📃 Solution for Exercise M1.03#
The goal of this exercise is to compare the performance of our classifier in
the previous notebook (roughly 81% accuracy with LogisticRegression
) to some
simple baseline classifiers. The simplest baseline classifier is one that
always predicts the same class, irrespective of the input data.
What would be the score of a model that always predicts
' >50K'
?What would be the score of a model that always predicts
' <=50K'
?Is 81% or 82% accuracy a good score for this problem?
Use a DummyClassifier
and do a train-test split to evaluate its accuracy on
the test set. This
link
shows a few examples of how to evaluate the generalization performance of
these baseline models.
import pandas as pd
adult_census = pd.read_csv("../datasets/adult-census.csv")
We first split our dataset to have the target separated from the data used to train our predictive model.
target_name = "class"
target = adult_census[target_name]
data = adult_census.drop(columns=target_name)
We start by selecting only the numerical columns as seen in the previous notebook.
numerical_columns = ["age", "capital-gain", "capital-loss", "hours-per-week"]
data_numeric = data[numerical_columns]
Split the data and target into a train and test set.
from sklearn.model_selection import train_test_split
# solution
data_numeric_train, data_numeric_test, target_train, target_test = (
train_test_split(data_numeric, target, random_state=42)
)
Use a DummyClassifier
such that the resulting classifier always predict the
class ' >50K'
. What is the accuracy score on the test set? Repeat the
experiment by always predicting the class ' <=50K'
.
Hint: you can set the strategy
parameter of the DummyClassifier
to achieve
the desired behavior.
from sklearn.dummy import DummyClassifier
# solution
class_to_predict = " >50K"
high_revenue_clf = DummyClassifier(
strategy="constant", constant=class_to_predict
)
high_revenue_clf.fit(data_numeric_train, target_train)
score = high_revenue_clf.score(data_numeric_test, target_test)
print(f"Accuracy of a model predicting only high revenue: {score:.3f}")
Accuracy of a model predicting only high revenue: 0.234
We clearly see that the score is below 0.5 which might be surprising at first.
We now check the generalization performance of a model which always predict
the low revenue class, i.e. " <=50K"
.
class_to_predict = " <=50K"
low_revenue_clf = DummyClassifier(
strategy="constant", constant=class_to_predict
)
low_revenue_clf.fit(data_numeric_train, target_train)
score = low_revenue_clf.score(data_numeric_test, target_test)
print(f"Accuracy of a model predicting only low revenue: {score:.3f}")

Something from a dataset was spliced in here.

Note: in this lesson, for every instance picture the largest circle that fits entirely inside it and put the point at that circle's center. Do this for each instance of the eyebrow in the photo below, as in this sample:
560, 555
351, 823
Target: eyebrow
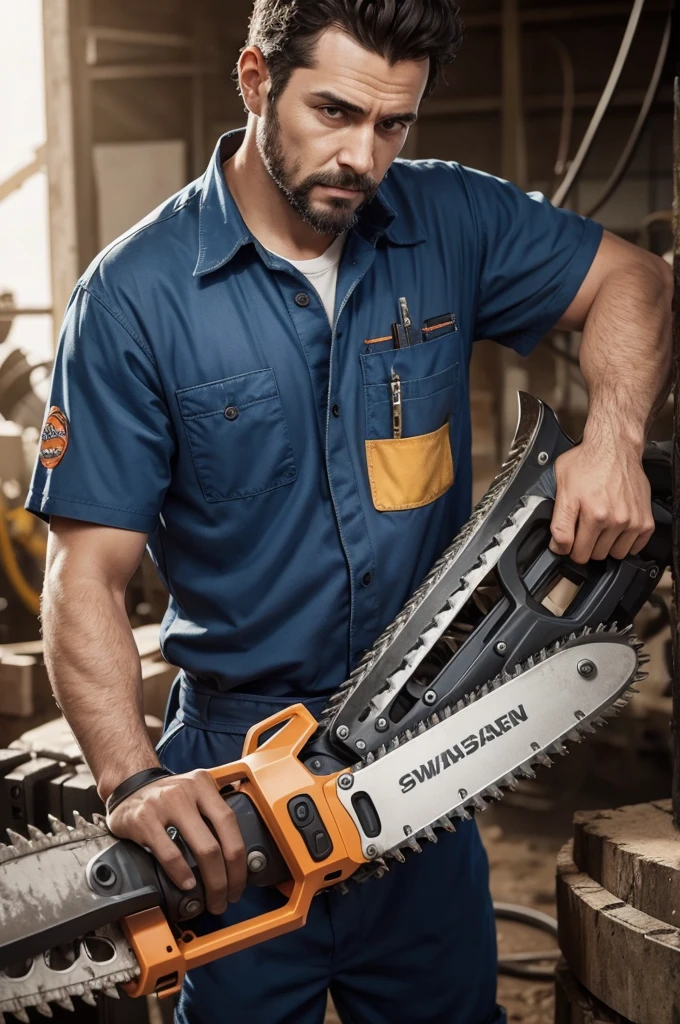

Accuracy of a model predicting only low revenue: 0.766
We observe that this model has an accuracy higher than 0.5. This is due to the fact that we have 3/4 of the target belonging to low-revenue class.
Therefore, any predictive model giving results below this dummy classifier would not be helpful.
adult_census["class"].value_counts()
class
<=50K 37155
>50K 11687
Name: count, dtype: int64
(target == " <=50K").mean()
np.float64(0.7607182343065395)
In practice, we could have the strategy "most_frequent"
to predict the class
that appears the most in the training target.
most_freq_revenue_clf = DummyClassifier(strategy="most_frequent")
most_freq_revenue_clf.fit(data_numeric_train, target_train)
score = most_freq_revenue_clf.score(data_numeric_test, target_test)
print(f"Accuracy of a model predicting the most frequent class: {score:.3f}")
Accuracy of a model predicting the most frequent class: 0.766
So the LogisticRegression
accuracy (roughly 81%) seems better than the
DummyClassifier
accuracy (roughly 76%). In a way it is a bit reassuring,
using a machine learning model gives you a better performance than always
predicting the majority class, i.e. the low income class " <=50K"
.